Let me give another example. Suppose I’m not legally or morally obligated to rescue a drowning man anywhere and spot a man drowning in a pool. Instead of rescuing the man, I decide to move on and not help him. He drowns and while I am a bastard for not rescuing him, I haven’t violated my moral duties since rescuing a drowning man – accordingly – is not morally or legally obligatory. But suppose I were to shove the drowning man underwater and would not let him resurface, have I done something different? Absolutely. I may not have an obligation to rescue someone from a bad situation but I don’t have the right to actively worsen his or her situation from my own will. Kahn seems to be thinking that if we don’t use the technology to benefit these adult human beings then we are morally wrong for doing so. I would agree – barring her grisly means of doing it – with her desire to alleviate suffering for adult human beings but her argument as it stands does not seem to support it.

Another problem with Kahn’s argument is that human beings in virtue of what they are can be harmed and deprived of a future they're entitled to just as much as - if not more than - human beings who are more capable of accessing his or her future. Kahn seems to say that you and I are entitled to a future because of a certain function or ability we have that is connected to having a future: sentience, self-awareness, consciousness, desires, interests, and so forth. You don't have to be able to access your future directly or indirectly in order to be entitled to that future.

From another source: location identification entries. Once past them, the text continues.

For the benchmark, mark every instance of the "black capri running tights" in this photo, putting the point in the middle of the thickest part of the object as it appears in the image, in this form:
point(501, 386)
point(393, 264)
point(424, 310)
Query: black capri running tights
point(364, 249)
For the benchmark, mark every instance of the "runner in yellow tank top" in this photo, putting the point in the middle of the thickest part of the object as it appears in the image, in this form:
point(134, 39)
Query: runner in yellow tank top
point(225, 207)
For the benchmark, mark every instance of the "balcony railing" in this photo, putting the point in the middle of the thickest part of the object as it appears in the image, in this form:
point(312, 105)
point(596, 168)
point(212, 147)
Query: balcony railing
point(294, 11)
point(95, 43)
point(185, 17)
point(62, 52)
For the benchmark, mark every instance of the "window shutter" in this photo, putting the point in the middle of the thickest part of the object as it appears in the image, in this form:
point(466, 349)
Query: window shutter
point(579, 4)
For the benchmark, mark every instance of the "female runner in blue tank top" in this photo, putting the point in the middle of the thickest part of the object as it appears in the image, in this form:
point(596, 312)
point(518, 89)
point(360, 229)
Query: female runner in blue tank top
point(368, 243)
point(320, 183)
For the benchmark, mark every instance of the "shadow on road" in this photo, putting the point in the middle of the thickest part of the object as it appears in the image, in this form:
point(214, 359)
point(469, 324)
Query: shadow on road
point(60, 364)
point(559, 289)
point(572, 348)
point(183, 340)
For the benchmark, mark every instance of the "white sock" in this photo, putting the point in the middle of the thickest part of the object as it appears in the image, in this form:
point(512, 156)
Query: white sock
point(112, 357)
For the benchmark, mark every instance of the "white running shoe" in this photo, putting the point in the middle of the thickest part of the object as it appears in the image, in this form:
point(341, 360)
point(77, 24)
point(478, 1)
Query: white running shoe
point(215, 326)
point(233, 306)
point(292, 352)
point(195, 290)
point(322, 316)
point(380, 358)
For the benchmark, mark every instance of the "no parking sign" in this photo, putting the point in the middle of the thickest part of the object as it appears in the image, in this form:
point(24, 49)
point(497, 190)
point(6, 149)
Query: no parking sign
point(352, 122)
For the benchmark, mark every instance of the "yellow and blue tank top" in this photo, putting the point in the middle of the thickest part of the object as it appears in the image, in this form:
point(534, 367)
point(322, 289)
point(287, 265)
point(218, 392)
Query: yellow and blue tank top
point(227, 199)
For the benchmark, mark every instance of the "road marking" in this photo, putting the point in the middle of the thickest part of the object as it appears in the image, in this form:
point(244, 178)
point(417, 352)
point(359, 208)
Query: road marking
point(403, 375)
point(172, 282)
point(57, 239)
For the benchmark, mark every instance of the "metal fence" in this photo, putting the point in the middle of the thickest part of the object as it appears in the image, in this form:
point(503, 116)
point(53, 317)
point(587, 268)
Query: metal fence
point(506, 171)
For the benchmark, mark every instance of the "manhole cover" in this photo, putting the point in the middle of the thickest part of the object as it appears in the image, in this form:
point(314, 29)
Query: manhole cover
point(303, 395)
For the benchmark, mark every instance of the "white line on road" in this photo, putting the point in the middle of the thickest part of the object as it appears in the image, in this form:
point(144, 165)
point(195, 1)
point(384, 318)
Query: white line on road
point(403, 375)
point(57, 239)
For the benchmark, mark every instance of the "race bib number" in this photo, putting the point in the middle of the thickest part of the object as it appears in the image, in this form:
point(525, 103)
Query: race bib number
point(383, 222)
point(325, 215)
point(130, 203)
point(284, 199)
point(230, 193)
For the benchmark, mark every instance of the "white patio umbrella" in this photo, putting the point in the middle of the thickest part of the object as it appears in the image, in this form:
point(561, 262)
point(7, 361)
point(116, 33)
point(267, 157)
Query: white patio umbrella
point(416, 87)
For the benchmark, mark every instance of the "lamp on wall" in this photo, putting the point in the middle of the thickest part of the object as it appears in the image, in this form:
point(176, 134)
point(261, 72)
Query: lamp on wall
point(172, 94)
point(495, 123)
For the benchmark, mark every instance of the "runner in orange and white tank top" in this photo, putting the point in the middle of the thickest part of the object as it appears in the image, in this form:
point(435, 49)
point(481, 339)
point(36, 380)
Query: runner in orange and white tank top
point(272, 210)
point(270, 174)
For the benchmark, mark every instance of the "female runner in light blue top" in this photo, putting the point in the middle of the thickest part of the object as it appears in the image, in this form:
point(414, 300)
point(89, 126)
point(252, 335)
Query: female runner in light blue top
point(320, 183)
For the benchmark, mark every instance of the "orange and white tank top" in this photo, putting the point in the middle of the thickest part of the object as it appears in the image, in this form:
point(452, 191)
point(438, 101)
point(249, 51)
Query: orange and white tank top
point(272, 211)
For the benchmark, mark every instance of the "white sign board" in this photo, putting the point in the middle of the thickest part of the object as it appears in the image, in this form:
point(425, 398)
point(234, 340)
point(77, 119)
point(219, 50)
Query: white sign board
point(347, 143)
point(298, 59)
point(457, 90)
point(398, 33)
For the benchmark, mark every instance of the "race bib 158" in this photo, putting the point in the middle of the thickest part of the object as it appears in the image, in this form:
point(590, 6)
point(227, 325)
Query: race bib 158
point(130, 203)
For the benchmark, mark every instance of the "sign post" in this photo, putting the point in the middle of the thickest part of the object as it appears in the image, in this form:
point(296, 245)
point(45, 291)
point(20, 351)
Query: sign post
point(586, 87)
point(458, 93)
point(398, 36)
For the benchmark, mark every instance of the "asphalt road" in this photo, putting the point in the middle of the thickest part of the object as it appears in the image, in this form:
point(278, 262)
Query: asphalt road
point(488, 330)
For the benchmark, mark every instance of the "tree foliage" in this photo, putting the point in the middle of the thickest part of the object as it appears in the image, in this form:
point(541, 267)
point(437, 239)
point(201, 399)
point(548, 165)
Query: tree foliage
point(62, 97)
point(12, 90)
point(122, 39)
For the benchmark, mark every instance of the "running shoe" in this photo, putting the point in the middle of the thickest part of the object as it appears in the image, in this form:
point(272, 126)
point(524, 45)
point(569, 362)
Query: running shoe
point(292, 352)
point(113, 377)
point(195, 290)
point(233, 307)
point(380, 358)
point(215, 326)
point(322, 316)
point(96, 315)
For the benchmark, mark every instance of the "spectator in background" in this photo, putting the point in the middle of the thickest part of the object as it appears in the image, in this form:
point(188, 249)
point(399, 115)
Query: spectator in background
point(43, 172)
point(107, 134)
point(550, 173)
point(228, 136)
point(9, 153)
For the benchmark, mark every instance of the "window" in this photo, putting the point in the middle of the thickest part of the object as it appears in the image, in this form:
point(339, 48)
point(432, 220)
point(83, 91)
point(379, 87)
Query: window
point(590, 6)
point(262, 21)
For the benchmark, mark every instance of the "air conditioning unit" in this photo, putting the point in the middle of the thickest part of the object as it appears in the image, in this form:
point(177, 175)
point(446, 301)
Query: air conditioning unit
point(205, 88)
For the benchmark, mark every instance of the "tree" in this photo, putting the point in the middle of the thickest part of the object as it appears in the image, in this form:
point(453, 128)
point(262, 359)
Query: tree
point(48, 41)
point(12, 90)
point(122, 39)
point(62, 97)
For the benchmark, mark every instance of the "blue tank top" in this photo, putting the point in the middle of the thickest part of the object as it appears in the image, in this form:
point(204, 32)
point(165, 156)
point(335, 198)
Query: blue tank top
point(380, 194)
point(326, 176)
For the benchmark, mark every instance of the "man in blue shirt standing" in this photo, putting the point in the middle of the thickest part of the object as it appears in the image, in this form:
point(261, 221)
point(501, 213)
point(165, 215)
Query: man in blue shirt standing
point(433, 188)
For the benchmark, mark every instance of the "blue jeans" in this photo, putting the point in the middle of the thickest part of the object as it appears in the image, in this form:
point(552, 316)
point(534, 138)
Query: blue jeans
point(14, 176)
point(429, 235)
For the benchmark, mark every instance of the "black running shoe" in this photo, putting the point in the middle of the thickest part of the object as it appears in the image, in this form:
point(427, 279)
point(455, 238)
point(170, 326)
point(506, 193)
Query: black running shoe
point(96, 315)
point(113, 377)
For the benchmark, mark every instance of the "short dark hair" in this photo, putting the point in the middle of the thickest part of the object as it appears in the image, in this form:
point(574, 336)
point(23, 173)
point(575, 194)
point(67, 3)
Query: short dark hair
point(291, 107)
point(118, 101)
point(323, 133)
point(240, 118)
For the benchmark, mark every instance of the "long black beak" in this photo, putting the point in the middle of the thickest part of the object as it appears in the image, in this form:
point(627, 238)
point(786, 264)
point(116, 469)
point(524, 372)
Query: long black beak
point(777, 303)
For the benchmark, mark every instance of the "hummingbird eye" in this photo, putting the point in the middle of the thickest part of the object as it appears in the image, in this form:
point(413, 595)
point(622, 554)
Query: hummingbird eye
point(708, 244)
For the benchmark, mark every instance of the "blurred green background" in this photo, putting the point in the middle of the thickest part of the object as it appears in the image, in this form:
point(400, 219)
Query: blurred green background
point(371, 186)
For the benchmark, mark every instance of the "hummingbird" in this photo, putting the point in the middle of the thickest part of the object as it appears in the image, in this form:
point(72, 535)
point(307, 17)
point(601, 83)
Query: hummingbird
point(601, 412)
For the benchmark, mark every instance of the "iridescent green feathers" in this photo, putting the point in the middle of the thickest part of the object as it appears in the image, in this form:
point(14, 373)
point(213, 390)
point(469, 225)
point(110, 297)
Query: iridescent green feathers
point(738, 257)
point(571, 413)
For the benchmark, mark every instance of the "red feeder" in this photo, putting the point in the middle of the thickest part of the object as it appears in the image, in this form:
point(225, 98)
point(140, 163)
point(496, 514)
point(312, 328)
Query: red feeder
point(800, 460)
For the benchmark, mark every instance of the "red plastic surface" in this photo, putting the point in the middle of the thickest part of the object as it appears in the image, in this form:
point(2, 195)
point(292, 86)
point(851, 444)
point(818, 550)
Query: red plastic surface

A 5-year-old boy is entitled to attend college at 18 years old despite the fact he cannot access that scenario from his own stage of development. As he develops and matures over time, he gets closer to accessing that future. And by the way, in the absence of having a human nature that intrinsically grounds certain potential functions and properties, there will be no potential (intrinsic or extrinsic) for acquiring a certain quality of life. Hence in not permitting the human being to develop into a more fully developed human being, Kahn is both not allowing the unborn human being’s intrinsic capacity and direct access for a future to commence. In the absence of having the intrinsic capacity for a future – capacity one has by virtue of the nature it has -, no direct access for a future is possible. And this all holds even if we assume for the sake of argument that the human embryo is not a person until much later in its development.